Problems can also arise due to the presence of a local magnetic field, or the occurrence of electromagnetic interference. The degree of error introduced into compass readings due to such effects is called deviation. Local magnetic fields can be due to the presence of mineral deposits having magnetic properties (iron ore deposits, for example) or the use of large quantities of iron and steel in buildings, vehicles and ships. Electromagnetic interference can be generated by various sources, including electronic equipment, large electric motors, and vehicle ignition systems. In some cases, magnets are incorporated into the compass in an attempt to compensate for externally generated magnetic fields or electromagnetic interference.
The problems of magnetic variation and deviation were overcome thanks to the invention of the gyroscopic compass at the beginning of the twentieth century. As its name suggests, the gyroscopic compass relies on a high-speed gyroscope which, once it is spinning at full speed, is always aligned in the same direction.

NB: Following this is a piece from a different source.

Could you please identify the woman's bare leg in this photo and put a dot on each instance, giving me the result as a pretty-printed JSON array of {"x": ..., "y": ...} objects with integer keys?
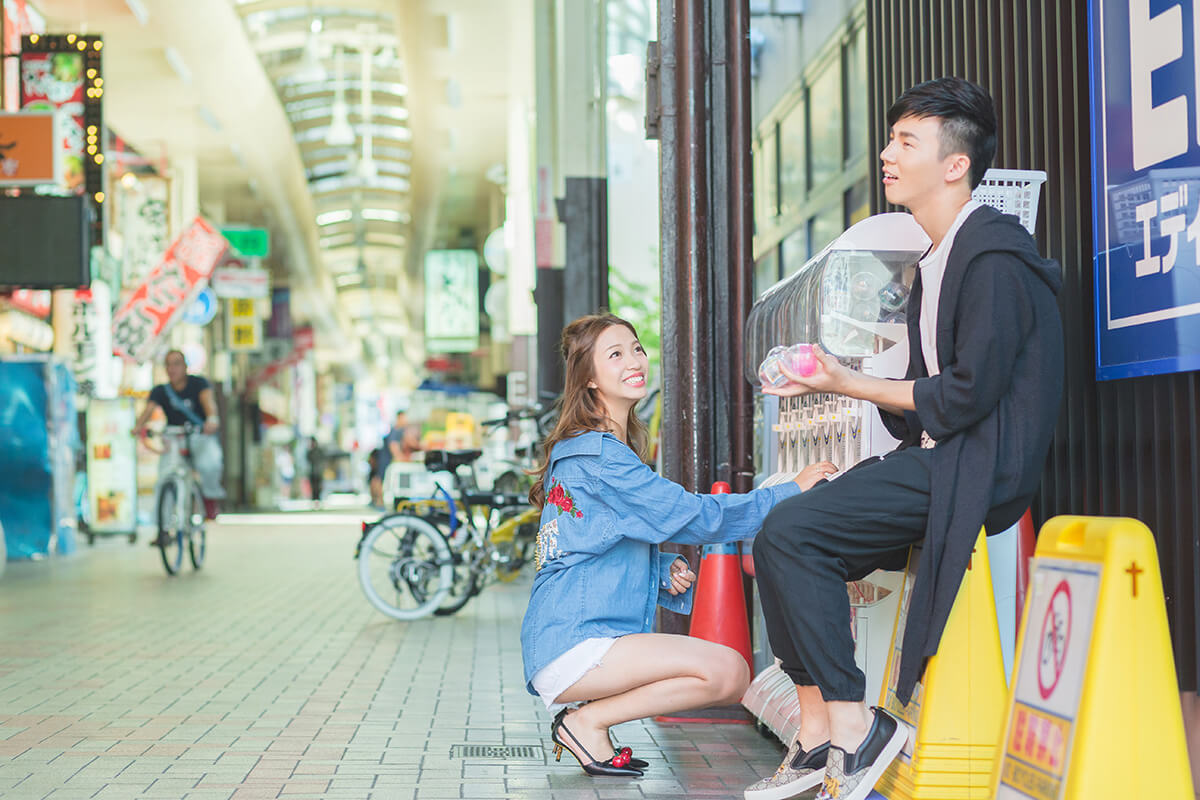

A gyroscopic compass will typically be set to point to true north (using a suitably calibrated magnetic compass or GPS data) and is then periodically checked (again using a compass or GPS data) to ensure that its accuracy is maintained.
The advantages of the gyroscopic compass are that it always points towards true north, is not affected by local magnetic fields or sources of electromagnetic radiation, and does not depend on the shifting magnetic poles for its directional capabilities. It is also unaffected by the pitch and roll of a ship in heavy seas. The disadvantages are that a gyroscopic compass tends to be quite large and heavy, can be very expensive (tens of thousands of dollars), and requires a power supply. Most ships these days rely on GPS-based navigational systems (more about that shortly), with a magnetic compass providing a backup in the event of power failure or some problem occurring with the GPS service. Gyroscopic compasses are still used for military vessels, however - particularly submarines, for which a magnetic compass or GPS system is simply not an option.